There is space for more clear-cut Israeli support for Ukraine. As a starting point, our statements should not shy away from stating who is responsible for this crisis. We should keep a line open with Putin, but not let ourselves be played into looking like we’re cozying up to him.

There is even space for Israeli defensive systems to be transferred to Ukraine. In 2020, Israeli weapons were used against a Russian ally in the Nagorno-Karabakh conflict. Israel cannot expect the same muted response from Russia if it delivers lethal aid to Ukraine, which may end up killing Russian soldiers. But, it has enough space and leverage to send defensive weapons, while reserving the right to send more if Moscow feels the need to respond, which it likely won’t.
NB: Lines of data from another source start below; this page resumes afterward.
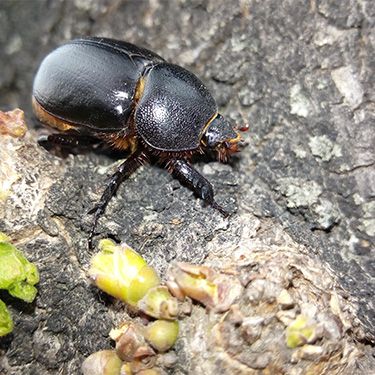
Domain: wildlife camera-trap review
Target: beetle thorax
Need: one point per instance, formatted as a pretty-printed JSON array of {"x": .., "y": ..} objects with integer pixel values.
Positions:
[{"x": 173, "y": 110}]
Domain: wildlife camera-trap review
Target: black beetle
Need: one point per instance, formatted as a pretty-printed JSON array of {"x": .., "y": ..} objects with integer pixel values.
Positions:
[{"x": 103, "y": 90}]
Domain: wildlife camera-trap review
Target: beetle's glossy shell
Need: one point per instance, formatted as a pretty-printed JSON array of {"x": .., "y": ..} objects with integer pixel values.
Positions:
[
  {"x": 91, "y": 82},
  {"x": 174, "y": 109}
]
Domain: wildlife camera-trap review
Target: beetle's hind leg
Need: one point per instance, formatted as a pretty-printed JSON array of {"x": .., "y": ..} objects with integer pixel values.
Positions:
[
  {"x": 190, "y": 177},
  {"x": 130, "y": 165}
]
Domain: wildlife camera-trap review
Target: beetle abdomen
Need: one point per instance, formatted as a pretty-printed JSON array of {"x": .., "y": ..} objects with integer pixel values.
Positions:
[
  {"x": 174, "y": 109},
  {"x": 91, "y": 82}
]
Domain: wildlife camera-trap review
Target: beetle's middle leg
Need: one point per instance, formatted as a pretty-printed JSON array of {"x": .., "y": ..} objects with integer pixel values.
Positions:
[
  {"x": 190, "y": 177},
  {"x": 130, "y": 165},
  {"x": 69, "y": 140}
]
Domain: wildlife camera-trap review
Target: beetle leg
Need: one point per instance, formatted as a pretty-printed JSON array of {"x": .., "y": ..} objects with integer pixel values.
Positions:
[
  {"x": 66, "y": 140},
  {"x": 125, "y": 169},
  {"x": 190, "y": 177}
]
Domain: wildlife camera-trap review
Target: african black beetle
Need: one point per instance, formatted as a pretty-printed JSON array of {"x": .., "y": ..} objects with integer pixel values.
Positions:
[{"x": 103, "y": 90}]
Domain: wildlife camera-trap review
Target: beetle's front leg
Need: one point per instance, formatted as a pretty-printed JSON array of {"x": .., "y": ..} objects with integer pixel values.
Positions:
[
  {"x": 125, "y": 169},
  {"x": 190, "y": 177}
]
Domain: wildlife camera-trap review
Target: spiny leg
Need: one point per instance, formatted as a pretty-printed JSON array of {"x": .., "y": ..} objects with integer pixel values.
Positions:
[
  {"x": 69, "y": 140},
  {"x": 190, "y": 177},
  {"x": 123, "y": 172}
]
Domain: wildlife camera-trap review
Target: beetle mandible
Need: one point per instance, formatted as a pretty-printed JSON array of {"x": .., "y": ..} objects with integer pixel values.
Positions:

Ukraine is just as much a pressure point for Russia as Syria is for Israel.

Our ties with Moscow are not based on the exchange of pleasantries and some sort of tough guy bromance on the coast of the Black Sea. It is based on cold facts and mainly on the knowledge that we can inflict pains to the Russians in the same way that they can. This leaves plenty of space for us to help Ukraine and side with our historic partner.

The writer is a geopolitical and security analyst and the head of intelligence at the Middle-East-based Le Beck International Consultancy.